My goal was to avoid to go to TeamCity when we have a release and have to set those Build Parameters.
I wanted one TeamCity build which would
- Determine automatically the version number
- Determine the branch to use to build that release
The second point was easy! You just need to follow the same principles defined for feature branches. I defined the following branch naming convention: any release should have a branch name like this release/skye-editor-2.26.0 for a release of Skye Editor 2.26.0. Then I defined in my VCS Root of my TeamCity Build the branch specification:
+:refs/heads/release/skye-editor-*
and the same for the Build Triggers / VCS Trigger / Branch filter.
Now the first point is a bit more complex!
As we want to determine automatically the version number we quickly realize that the release number is defined in the branch name itself, e.g. release/skye-editor-2.26.0.
So why not use it? Yeah great idea but how?
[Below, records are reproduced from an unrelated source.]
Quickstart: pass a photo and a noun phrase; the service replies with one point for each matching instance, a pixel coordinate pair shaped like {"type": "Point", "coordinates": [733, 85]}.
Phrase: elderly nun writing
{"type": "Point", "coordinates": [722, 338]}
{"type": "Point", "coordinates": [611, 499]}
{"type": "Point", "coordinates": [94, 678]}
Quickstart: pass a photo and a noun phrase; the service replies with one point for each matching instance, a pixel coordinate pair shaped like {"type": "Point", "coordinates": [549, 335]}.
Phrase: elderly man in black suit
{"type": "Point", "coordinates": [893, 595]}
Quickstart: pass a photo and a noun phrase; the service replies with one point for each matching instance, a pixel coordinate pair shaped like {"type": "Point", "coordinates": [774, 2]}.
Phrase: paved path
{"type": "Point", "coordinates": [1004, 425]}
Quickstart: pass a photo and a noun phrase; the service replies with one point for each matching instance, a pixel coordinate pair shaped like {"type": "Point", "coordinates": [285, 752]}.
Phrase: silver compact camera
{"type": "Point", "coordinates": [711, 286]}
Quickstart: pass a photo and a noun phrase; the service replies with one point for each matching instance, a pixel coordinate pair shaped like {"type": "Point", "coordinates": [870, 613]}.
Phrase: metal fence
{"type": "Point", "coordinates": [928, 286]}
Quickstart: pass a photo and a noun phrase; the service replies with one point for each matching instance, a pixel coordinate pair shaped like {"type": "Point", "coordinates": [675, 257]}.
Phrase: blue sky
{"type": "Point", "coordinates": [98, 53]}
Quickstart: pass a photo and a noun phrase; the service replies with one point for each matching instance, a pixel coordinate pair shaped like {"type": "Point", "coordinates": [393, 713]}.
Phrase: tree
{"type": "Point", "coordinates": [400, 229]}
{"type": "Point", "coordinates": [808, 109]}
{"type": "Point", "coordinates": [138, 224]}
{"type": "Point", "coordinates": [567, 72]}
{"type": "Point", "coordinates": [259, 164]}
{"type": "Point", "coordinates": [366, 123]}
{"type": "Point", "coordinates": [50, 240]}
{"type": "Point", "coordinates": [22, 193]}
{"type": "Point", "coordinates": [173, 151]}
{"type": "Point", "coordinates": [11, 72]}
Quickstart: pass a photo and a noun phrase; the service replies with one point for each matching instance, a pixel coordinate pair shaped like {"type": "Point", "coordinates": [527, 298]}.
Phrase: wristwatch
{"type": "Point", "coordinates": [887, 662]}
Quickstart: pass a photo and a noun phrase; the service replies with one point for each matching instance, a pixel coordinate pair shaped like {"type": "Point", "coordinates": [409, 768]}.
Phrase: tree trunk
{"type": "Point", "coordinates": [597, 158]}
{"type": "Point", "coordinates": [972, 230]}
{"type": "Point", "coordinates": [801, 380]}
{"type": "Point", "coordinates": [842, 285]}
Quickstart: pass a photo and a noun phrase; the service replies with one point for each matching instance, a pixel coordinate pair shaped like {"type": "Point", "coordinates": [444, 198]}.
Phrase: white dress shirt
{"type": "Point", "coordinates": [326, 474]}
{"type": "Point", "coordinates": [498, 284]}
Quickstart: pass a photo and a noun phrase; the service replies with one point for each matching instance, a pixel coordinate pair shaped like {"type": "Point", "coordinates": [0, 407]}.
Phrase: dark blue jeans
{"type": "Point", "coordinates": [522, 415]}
First idea that came was to pass that value as a parameter to the build script and deal with splitting the branch name to the release number into the build script. As Yegor was confirming that currently TeamCity has no way to parse values. I didn’t really like that idea of passing that parameter! So I continued to think about alternatives and finally came to ask Yegor:
I had another idea, in teamcity when the active builds are displayed for a feature branch build only the second part is displayed, e.g. if I specify as branch specification SKYE-* and I have a branch with SKYE-1077-blabla then it wil show 1077-blabla. Is there a build parameter which would map this 1077-blabla?
And the answer was
If you have something like refs/heads/SKYE-(*), then only the part in the brackets is regarded as logic branch name. Logic branch name is available as %teamcity.build.branch%
That’s it! Thanks Yegor. We have the way to get our version without having to change our build script and without writing any code!
So I just used the logical branch name %teamcity.build.branch% as my configuration parameter CurrentRelease which was already existing and that I had to manually update before:
Replacing the previous two manual configurations
So now I create easily a Git release branch; release/skye-editor-2.26.0, then use pull requests of Atlassian Stash to review and merge my feature branches to that release branch which is automatically built using TeamCity.
This is a great improvement and shorten my release check list, all good!